I thought I was doing everything right.
I live in a sunny climate most of the year. I eat a fairly balanced diet. I work in nutrition and spend a good part of my life reading research and helping other people make sense of it. So when my doctor told me my vitamin D levels were very low, I was surprised.
But the more I looked into it, the less surprising it became.
Vitamin D deficiency is common, and it often hides in plain sight. People assume they are getting enough because they go outside, eat reasonably well, or take care of their health in general. Yet vitamin D status depends on a lot more than sunshine and good intentions. Skin tone, age, sunscreen use, and time indoors all play a role — and few foods naturally contain much vitamin D — making deficiency surprisingly easy to develop.
What interests me most is not just vitamin D's role in bones, but its possible role in the brain. Vitamin D receptors are found in brain tissue, and research has suggested that vitamin D may play a role in cognition and neuropsychiatric health.
More than a vitamin
Vitamin D is usually described as a nutrient, but it acts more like a hormone. The body uses it to help regulate important biological processes, and researchers have found vitamin D-related activity in brain areas involved in memory, learning, and mood.
That does not mean vitamin D is a cure for depression or a shield against dementia. But it does mean that the brain is one of the places where vitamin D appears to matter. When levels are low, the systems that allow brain cells to communicate and adapt may not function as smoothly as they should.
Why the brain connection matters
Observational research has repeatedly linked low vitamin D levels with poorer cognitive outcomes and higher dementia risk. A recent meta-analysis also found an association between lower vitamin D status and greater dementia risk. These studies cannot prove that deficiency causes the problem, but they do suggest that vitamin D status may be part of the picture.
The same is true for mood. Vitamin D appears to interact with neurotransmitter systems — including serotonin and dopamine — that help influence motivation, resilience, and mood stability. Again, this is not a simple cause-and-effect story. But it raises an important question: if a nutrient is connected to the very systems that shape how we think and feel, should we be paying closer attention to it?
The mood story is more nuanced
A large, randomized trial found that long-term vitamin D3 supplementation did not prevent depression or reduce depressive symptoms in the overall study population. That said, people who started out deficient may still be the group most likely to notice a benefit when their levels are corrected.
This is a familiar pattern in nutrition science. Supplements are most likely to help when they correct a real shortfall. If someone already has enough, adding more usually does very little. This may explain why some people report feeling better after correcting low vitamin D, while others notice no difference at all.
Why sunshine may not be enough
One of the biggest misconceptions about vitamin D is that summer solves the problem. It does not.
Your skin can make vitamin D from sunlight, but only under specific conditions — enough direct exposure, enough skin uncovered, and enough time outside. In real life, that is often not happening. People are indoors working, using sunscreen, or simply not spending enough time in the sun to make much vitamin D. So even people who live in warm, bright places can end up low.

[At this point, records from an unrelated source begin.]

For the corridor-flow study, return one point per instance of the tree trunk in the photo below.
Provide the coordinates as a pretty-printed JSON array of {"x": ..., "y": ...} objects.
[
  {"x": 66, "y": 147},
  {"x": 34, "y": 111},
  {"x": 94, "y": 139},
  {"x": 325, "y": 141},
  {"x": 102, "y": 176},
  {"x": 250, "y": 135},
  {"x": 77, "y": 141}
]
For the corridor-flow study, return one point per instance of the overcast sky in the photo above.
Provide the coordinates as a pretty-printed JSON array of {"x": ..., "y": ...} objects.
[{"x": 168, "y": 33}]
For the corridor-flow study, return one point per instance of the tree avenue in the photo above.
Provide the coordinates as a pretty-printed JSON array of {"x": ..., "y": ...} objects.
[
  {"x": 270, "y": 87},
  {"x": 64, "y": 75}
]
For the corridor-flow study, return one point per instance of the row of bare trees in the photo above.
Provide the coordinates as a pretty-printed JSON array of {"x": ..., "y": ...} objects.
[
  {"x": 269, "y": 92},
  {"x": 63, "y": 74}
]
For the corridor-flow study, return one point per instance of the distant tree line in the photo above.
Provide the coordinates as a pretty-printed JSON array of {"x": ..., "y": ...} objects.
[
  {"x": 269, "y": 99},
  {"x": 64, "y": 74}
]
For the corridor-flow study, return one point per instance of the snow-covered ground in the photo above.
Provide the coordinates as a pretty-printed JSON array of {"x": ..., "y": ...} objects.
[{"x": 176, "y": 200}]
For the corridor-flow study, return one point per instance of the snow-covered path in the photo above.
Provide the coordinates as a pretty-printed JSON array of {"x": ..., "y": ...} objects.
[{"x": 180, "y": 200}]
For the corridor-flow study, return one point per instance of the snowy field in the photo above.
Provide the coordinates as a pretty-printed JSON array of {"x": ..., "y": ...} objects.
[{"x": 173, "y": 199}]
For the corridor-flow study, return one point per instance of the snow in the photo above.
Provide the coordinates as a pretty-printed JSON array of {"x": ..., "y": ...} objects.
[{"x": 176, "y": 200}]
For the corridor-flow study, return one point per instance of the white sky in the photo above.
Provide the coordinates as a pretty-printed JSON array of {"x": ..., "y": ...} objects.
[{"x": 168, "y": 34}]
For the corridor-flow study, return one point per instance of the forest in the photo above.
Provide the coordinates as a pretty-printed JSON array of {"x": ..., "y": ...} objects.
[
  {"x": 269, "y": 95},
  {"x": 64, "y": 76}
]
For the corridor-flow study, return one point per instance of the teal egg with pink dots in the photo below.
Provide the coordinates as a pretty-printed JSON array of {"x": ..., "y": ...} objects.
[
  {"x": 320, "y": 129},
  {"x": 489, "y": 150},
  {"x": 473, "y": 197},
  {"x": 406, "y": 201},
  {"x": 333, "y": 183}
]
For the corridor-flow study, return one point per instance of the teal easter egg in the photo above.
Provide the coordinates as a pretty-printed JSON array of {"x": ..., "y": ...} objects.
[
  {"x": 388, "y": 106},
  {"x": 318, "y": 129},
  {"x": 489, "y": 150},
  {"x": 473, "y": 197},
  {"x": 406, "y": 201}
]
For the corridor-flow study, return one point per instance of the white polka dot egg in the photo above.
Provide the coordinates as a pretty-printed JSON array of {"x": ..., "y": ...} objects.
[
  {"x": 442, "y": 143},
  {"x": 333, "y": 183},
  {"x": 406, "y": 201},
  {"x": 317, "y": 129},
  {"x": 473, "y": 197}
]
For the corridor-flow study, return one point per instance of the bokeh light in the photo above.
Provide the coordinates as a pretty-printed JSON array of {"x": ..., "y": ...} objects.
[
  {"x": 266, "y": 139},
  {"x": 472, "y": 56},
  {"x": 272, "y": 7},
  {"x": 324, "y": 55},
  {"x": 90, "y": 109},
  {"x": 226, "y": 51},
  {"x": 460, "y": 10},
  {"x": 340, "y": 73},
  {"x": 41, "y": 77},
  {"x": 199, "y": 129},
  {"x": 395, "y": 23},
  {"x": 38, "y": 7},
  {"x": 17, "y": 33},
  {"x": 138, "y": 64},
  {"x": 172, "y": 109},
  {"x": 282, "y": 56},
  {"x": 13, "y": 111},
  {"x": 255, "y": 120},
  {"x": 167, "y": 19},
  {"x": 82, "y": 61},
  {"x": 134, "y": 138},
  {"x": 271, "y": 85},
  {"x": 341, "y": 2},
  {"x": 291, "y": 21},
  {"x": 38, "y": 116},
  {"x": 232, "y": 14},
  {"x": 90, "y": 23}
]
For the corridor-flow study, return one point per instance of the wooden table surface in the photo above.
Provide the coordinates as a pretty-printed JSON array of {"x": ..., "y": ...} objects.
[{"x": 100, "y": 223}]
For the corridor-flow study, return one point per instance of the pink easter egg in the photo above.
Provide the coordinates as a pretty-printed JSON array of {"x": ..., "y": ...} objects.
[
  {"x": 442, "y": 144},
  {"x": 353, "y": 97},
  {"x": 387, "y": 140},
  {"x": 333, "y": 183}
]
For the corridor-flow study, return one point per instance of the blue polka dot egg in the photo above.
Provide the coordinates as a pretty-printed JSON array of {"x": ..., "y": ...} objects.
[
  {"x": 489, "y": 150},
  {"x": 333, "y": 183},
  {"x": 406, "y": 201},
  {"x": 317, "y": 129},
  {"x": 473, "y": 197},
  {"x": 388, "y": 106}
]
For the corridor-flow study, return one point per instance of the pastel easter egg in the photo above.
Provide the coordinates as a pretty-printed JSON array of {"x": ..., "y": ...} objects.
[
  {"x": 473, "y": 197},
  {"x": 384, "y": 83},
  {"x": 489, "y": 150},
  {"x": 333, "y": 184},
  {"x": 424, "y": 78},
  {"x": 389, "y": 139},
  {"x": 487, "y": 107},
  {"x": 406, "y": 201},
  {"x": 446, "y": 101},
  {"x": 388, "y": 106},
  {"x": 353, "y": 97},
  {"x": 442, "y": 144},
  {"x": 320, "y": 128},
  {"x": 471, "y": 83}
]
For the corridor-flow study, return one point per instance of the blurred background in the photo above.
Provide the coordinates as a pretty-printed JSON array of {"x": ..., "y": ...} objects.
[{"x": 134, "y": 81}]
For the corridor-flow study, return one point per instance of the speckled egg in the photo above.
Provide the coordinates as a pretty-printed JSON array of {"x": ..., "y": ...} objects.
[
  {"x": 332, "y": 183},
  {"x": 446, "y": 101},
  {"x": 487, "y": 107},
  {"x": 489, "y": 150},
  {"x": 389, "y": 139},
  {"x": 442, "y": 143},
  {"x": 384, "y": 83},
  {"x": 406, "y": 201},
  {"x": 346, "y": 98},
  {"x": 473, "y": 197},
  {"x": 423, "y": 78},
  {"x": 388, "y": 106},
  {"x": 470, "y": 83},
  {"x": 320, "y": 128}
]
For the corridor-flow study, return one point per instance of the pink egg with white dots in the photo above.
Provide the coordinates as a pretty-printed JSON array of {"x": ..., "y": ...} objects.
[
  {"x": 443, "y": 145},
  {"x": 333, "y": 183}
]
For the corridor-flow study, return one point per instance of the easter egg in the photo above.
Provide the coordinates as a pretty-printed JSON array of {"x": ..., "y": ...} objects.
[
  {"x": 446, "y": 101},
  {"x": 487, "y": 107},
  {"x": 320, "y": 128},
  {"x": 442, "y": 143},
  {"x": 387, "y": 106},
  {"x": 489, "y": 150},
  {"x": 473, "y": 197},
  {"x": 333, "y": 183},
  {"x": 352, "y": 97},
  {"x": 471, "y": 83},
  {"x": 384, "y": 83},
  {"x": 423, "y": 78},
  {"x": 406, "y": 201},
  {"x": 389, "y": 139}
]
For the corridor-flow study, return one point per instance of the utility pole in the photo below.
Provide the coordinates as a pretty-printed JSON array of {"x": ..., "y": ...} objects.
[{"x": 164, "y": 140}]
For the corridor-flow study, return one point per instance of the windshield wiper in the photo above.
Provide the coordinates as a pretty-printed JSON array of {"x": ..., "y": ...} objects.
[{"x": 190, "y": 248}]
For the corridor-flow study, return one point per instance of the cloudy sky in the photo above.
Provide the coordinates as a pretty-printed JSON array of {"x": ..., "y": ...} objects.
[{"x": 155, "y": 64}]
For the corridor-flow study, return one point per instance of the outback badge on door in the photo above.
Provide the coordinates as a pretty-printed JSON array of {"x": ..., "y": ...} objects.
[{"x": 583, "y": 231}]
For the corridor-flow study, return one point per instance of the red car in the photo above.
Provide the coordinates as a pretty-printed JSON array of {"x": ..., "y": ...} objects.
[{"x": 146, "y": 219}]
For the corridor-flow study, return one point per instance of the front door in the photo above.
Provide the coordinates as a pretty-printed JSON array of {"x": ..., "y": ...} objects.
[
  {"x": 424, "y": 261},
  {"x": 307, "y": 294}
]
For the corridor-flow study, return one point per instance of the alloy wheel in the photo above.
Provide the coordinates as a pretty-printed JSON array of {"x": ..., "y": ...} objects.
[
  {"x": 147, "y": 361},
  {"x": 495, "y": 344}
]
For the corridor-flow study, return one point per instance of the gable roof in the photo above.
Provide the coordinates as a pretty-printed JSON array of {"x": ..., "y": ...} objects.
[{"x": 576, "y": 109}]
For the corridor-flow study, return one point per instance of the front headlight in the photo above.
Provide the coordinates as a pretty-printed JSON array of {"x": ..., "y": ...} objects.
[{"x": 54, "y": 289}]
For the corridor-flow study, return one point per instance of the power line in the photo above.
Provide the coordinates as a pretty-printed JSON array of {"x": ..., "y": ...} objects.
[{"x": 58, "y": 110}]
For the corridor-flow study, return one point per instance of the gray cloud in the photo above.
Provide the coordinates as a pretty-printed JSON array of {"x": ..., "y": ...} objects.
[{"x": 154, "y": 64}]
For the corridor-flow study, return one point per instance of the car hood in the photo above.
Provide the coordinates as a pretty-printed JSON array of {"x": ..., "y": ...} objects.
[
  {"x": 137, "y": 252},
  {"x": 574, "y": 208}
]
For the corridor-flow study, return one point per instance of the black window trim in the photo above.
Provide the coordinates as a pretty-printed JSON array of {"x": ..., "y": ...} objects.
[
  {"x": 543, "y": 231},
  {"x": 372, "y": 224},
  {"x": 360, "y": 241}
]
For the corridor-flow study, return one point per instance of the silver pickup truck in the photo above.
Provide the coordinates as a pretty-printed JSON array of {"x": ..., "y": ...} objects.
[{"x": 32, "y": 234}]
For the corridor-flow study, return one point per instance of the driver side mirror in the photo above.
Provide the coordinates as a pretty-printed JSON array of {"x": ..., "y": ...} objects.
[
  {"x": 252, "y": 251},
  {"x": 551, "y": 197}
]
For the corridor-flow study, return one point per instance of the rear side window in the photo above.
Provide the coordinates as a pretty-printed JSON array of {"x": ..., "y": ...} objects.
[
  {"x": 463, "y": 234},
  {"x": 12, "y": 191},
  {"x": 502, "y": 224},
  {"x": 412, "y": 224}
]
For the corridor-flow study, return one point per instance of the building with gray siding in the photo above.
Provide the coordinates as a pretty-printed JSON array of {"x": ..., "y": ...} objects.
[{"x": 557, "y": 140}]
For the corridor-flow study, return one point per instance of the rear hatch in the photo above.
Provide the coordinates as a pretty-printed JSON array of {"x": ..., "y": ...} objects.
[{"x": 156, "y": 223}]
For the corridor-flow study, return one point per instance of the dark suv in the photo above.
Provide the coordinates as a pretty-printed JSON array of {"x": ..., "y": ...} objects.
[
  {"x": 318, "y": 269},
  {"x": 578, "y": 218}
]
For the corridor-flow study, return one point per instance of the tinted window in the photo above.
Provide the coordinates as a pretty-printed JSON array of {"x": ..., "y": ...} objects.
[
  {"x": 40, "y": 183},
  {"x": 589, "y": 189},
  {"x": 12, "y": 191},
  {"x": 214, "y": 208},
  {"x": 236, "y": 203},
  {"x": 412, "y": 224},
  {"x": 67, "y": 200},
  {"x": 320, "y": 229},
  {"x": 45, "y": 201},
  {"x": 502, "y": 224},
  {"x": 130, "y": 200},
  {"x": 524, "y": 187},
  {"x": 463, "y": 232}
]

What to do if you are concerned
If you want to know your vitamin D status, the most useful step is a blood test. If levels are low, your healthcare provider can help decide whether diet, supplementation, or both make sense. Foods such as fatty fish, fortified dairy or plant milks, egg yolks, and mushrooms can contribute, but they usually are not enough to correct a deficiency on their own.
For many people, vitamin D3 is the supplement form most often recommended — generally better absorbed than D2, and usually taken with a meal containing fat.
Vitamin D is not a magic solution for mood, memory, or mental health. But it may be more important to psychological well-being than many people realize. A deficiency is easy to overlook, easy to test for, and often easy to treat.